Special Project #1: Side Eyes

Perupa muda Didin Jirot membuka ruang kreatif miliknya Dinatah Art House untuk publik dengan menggelar pameran "Special Project #1: Side Eyes", menampilkan karya dari 8 perupa lintas medium. Periode 20 Oktober - 12 November 2023, berlokasi di Dinatah Studio, Banjar Samu, Singapadu Kaler, Gianyar.

Tak pernah terlewat di benak ketika menyusuri sebuah pekarangan keluarga, kita akan menemui sebuah ruang pameran yang akan menyambut pengunjung yang datang dengan kesederhanaannya. Ukurannya memang tidak terlalu besar, namun ruangan tersebut akan tetap menyambut kita dengan kesederhanaan dan kemeriahannya. Ruangan ini adalah saksi rangkaian proses kreatif Kadek Didin, atau yang lebih dikenal dalam kancah seni rupa sebagai Didin Jirot.

Ruangan ini diberi nama Dinatah Art House, sebuah galeri sekaligus studio kecil milik perupa 3 dimensi kelahiran Gianyar tadi. Kata "Natah" diambil dari Bahasa Bali yang sederhananya berarti pekarangan rumah, dimana di dalamnya dapat terjadi pertemuan antara kehidupan sosial masyarakat, budaya, kreatifitas yang berpadu mencipta keharmonsian. Kilas balik, terciptanya Dinatah Studio berawal dari impian Didin yang memang ingin membangun ruangan tersendiri guna mendorong dan merangkul teman-teman yang memiliki kesamaan nafas seni kontemporer. Hingga, saat ia sudah menyelesaikan pendidikan sarjananya, Didin memutuskan untuk mengaktifasi ruangan miliknya. Sedikitnya ruangan untuk memamerkan karya, dan kurang adanya pergerakan dari teman-teman perupa, menumbuhkan kesadaran pada dirinya, hingga Ia mencoba untuk menggali alternatif lain, menciptakan suatu cara untuk dapat memetakan dan mengembangkan ekosistem seni rupa serta mengenalkan perupa-perupa muda Bali, dan melalui langkah ini Ia coba untuk menggerakkan teman-teman yang juga memiliki kesamaan akan tujuan hingga terselenggara pameran perdana Dinatah yang nantinya akan menjadi awal mula dari Special Project Dinatah Studio.
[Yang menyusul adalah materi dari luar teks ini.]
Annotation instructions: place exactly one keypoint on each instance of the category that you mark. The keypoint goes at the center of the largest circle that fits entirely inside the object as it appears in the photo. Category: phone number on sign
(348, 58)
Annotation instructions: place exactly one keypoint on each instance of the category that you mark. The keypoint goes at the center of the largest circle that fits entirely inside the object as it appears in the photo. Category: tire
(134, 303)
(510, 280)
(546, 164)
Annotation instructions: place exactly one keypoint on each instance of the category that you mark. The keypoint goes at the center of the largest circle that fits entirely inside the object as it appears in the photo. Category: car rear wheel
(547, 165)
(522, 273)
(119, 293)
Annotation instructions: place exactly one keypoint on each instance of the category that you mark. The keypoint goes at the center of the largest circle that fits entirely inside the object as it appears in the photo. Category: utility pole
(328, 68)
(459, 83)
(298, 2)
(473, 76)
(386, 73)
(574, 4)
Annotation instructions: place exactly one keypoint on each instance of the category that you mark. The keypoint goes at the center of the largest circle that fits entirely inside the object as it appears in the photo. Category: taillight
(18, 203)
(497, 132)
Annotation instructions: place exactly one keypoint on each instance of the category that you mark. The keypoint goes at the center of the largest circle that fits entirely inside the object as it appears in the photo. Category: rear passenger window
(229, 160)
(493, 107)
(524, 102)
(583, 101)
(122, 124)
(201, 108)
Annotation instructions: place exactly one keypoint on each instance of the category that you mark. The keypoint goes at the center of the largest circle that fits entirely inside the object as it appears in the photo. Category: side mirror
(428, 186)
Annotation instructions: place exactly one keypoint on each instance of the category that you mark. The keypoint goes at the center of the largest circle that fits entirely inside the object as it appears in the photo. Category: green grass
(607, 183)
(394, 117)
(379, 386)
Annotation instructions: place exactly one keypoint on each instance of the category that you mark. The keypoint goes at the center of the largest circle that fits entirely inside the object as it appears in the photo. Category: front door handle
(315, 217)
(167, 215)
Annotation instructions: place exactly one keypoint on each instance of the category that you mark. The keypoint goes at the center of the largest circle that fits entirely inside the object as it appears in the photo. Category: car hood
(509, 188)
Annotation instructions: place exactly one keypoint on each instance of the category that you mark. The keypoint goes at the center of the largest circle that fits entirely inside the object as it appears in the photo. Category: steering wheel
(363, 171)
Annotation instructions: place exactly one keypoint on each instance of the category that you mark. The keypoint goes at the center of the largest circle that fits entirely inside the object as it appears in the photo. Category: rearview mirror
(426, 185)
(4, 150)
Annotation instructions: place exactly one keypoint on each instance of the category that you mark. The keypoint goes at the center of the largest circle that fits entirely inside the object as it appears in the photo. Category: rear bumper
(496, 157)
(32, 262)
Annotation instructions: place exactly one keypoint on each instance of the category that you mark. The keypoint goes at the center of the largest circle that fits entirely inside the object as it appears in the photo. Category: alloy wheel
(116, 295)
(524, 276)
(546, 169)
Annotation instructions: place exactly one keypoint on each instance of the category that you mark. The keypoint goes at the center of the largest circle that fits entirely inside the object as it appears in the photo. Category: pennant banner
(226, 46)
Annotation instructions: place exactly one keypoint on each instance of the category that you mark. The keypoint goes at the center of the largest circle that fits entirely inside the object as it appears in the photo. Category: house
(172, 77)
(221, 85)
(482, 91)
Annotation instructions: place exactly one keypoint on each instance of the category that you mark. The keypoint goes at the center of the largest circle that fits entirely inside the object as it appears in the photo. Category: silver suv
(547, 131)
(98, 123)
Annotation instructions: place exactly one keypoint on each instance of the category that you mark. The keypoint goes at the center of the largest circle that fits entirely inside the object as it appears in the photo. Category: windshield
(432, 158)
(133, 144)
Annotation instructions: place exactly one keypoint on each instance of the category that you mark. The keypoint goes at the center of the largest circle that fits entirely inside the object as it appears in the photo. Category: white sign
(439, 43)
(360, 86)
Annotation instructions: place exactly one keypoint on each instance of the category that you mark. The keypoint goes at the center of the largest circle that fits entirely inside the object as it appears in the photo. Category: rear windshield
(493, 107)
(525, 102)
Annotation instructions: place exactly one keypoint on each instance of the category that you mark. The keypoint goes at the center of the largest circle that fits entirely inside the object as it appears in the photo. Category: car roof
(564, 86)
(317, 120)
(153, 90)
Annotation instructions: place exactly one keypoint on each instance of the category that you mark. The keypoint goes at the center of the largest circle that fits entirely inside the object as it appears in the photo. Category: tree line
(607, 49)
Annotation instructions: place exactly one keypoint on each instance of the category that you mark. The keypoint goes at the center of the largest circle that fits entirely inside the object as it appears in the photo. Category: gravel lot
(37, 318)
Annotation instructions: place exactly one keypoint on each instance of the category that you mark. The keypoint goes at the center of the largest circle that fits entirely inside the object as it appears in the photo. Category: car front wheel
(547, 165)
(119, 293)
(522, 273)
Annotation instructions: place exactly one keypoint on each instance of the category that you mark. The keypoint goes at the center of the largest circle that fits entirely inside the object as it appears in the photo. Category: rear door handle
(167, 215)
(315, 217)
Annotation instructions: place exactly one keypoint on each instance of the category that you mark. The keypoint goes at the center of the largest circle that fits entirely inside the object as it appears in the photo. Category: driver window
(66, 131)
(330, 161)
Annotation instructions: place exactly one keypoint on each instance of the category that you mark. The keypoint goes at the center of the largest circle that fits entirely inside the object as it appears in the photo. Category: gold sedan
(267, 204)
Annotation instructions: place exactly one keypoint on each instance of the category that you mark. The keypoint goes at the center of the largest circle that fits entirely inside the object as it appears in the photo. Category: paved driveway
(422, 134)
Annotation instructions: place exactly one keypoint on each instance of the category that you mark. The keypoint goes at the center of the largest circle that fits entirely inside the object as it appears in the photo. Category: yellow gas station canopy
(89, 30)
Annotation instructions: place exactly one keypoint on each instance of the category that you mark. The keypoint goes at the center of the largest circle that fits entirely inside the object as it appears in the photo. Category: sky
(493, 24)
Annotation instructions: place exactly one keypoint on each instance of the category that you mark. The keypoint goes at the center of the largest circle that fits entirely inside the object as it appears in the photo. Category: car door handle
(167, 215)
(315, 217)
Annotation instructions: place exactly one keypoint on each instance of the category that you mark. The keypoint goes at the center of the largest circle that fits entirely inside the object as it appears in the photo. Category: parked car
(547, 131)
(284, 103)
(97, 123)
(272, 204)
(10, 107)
Dengan adanya ruangan ini, Didin mencoba memantik inisatif dari beberapa seniman muda Bali untuk berkarya dan mengembangkan konsep bersama, yang pada akhirnya berlabuh pada satu judul “Side Eyes.” Mengartikannya kedalam bahasa Indonesia kata ini berarti mata samping namun dapat bermakna jamak atau bisa juga diinterpretasikan sebagai melihat dari berbagai sudut pandang yang ada yang terlihat baik oleh mata maupun pikiran Kata Side Eyes muncul dari penggabungan beberapa pemikiran dan hal-hal yang mengakari terjadinya pameran ini. Kadang kala kita hanya menyaksikan suatu hal melalui pandangan yang ingin kita lihat yang tanpa sadar hal itu membatasi pergerakan pikiran. Hal-hal yang tak diketahui terkadang luput dari perhatian atau mungkin memang sengaja tidak dihiraukan karena kita hanya ingin menikmati apa yang pandangan ini suguhkan sehingga hal ini dapat membatasi langkah untuk melewati batas yang ada. Lantas bagaimana akhirnya jika kita bergerak untuk memperluasnya dan apa yang mungkin akan kita temukan?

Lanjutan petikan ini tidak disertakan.